Okla. State announces McGraw won't return as men's coach
In the more than three decades he worked as men's golf coach at Oklahoma State, results were the unflinching measure of the world according to Mike Holder. If you played for Coach Holder, you could put in all the time and effort you wanted to in practice. Ultimately, though, if it didn't translate to the course and improved results, it only meant you needed to put in more time and effort in practice.
Not surprisingly, such a mindset is among the central tenets in how Holder has done business as the athletic director at Oklahoma State since leaving coaching to take that job in 2005. And thus the news out of Stillwater, Okla., today—that Holder's handpicked successor, Mike McGraw, just the third man to oversee the program in its history, has been let go as men's coach—came down to a cold, calculated, unflinching bottom line.
The results lately from the OSU men's golf team haven't been what's expected in Stillwater.
The 2011-12 season for the Cowboys was arguably the worst in the program's history as for the first time in 66 years OSU failed to reach the NCAA Championship. The 2012-13 campaign was better—a win in the fall ended an almost 17-month victory drought and the team was ranked in the top 25 of the Golf World/Nike Golf coaches' poll most of the year—but a T-14 showing at NCAAs and questions of when the program might return to its typical success, likely caused Holder to decide to move in another direction.

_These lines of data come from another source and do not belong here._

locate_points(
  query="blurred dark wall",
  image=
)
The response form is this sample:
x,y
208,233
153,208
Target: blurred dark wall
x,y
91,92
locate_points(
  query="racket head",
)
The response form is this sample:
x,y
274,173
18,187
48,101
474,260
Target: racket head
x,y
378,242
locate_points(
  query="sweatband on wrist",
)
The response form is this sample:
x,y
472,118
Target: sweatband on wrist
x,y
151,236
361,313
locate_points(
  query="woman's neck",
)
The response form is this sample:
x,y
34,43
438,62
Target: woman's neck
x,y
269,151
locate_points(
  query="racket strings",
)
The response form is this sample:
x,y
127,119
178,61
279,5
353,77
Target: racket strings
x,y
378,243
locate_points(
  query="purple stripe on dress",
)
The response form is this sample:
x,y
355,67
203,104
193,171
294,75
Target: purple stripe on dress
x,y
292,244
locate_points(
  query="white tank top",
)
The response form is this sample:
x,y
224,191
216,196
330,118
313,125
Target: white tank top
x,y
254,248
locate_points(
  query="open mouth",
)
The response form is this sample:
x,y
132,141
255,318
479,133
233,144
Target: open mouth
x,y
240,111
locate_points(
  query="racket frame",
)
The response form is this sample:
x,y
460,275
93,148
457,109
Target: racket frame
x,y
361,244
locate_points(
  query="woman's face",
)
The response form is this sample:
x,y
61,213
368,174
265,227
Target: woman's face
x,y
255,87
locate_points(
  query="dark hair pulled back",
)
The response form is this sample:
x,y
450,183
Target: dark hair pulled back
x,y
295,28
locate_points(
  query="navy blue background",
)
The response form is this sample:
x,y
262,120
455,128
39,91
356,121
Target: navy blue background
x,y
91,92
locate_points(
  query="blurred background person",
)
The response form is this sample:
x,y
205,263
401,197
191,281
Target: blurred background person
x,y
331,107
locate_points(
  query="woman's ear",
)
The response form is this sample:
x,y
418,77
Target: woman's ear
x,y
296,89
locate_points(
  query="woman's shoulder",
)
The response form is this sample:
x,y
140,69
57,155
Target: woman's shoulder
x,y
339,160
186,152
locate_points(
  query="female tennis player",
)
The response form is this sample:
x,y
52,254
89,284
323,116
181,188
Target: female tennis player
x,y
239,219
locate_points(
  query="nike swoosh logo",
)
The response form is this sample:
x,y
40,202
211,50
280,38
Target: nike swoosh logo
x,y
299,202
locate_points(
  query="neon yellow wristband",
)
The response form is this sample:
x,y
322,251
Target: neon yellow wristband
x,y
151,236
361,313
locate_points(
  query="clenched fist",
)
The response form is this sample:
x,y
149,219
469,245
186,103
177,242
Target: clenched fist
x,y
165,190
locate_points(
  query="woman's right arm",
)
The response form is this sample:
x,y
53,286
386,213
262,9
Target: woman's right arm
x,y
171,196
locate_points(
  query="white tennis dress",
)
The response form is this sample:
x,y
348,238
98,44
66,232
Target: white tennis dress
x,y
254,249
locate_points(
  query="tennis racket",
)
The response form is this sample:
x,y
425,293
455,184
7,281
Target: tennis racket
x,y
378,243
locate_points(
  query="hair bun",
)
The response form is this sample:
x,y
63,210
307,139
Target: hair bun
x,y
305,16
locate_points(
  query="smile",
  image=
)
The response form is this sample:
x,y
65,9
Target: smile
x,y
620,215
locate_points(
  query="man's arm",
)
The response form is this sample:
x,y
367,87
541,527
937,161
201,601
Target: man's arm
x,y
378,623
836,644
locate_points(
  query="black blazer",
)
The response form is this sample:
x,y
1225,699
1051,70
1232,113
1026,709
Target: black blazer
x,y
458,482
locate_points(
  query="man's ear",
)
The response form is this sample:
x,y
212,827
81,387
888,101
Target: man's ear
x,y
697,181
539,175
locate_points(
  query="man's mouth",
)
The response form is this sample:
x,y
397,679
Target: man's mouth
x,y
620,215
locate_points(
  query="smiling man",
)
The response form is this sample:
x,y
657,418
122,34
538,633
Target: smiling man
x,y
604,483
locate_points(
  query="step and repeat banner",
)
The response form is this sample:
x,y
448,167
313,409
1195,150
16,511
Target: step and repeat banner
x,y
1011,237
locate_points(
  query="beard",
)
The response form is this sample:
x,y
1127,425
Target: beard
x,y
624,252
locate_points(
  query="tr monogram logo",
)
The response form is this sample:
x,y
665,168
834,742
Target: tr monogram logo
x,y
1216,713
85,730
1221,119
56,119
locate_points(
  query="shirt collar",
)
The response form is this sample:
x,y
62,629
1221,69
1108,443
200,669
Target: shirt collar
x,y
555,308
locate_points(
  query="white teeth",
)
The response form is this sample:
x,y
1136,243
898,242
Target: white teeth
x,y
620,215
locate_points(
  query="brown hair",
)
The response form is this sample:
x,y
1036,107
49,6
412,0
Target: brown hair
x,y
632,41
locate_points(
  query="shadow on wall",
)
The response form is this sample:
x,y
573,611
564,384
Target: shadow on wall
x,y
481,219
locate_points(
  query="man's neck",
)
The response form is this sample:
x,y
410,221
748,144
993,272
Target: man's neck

"This was not an easy decision," Holder said in a press release, which stated that McGraw will not return as head coach but mentioned nothing of a replacement or a search process/time table for picking a successor. "I could go on forever about what a good man Mike McGraw is, but at the end of the day, I had to do what I felt was in the best interest of the program."
McGraw is a good man. A very good man. And a very good coach too. In his first season as the men's coach (after one year overseeing the OSU women's program) his team won the NCAA Championship at Sunriver (Ore.) Resort. Some might say that was a roster of Holder recruits, but McGraw got them to perform at crunch time. He deserves credit for that.
Moreover, McGraw stockpiled his squads with some of college golf's brightest talent in subsequent years, with the likes of Rickie Fowler, Peter Uihlein, Kevin Tway and Morgan Hoffmann all thriving in Stillwater. His teams were favorites to win NCAA titles in 2009, 2010 and 2011 upon arriving at the site of the national championship (in 2011 playing on their home course, Karsten Creek GC).
Those years, however, were the first three in which match play was used to crown a team champion, a format that (cue the irony) Holder pushed to be adopted and helped get passed while serving on the NCAA men's golf committee in the mid-2000s. And while the Cowboys earned the No. 1 seed after 54 holes of stroke-play qualifying each time, they were never able to overcome the vagaries of match play, failing to win the title every time.
McGraw, to his credit, never made excuses. Each time his team painfully lost, he didn't hide behind the "change in format" as an explanation for not winning. He just said his team needed to play better than it had and that it didn't get the job done.
It's the same response Holder would have given if he were still the coach. Save for the fire and brimstone, McGraw was much like Holder, who first hired him as an assistant in 1997. Results mattered to McGraw, and he knew that of late they weren't what he—or his boss—were expecting.
So who might become McGraw's success? I've done no reporting on this, so this is purely speculation. However, Alan Bratton, an All-American for Holder in the 1990s who has been the coach of the women's program at OSU the last two seasons, would seem to be a likely contender, if not the leading candidate. (Interestingly, though, he has a top-recruiting class coming in this fall and reason to believe his squad might be a contender for a NCAA women's title in 2014.)
There are other possibilities. Since I've done no reporting, I don't feel right speculating but smart followers of college golf will know that some men at successful programs around the country have ties to the state of Oklahoma and thus might have reason to explore the possibility.
The person who ultimately gets the job will have all the resources necessary to win national championships. That's the privilege of getting to coach at Oklahoma State, a bona fide "golf school." But they also will be measured by how many national championships they actually do win, since they serve at the pleasure of the most successful college golf coach of the last quarter century who can claim eight on his own resume.
Make no mistake: Mike Holder expects results. If you didn't believe that before today, you certainly should now.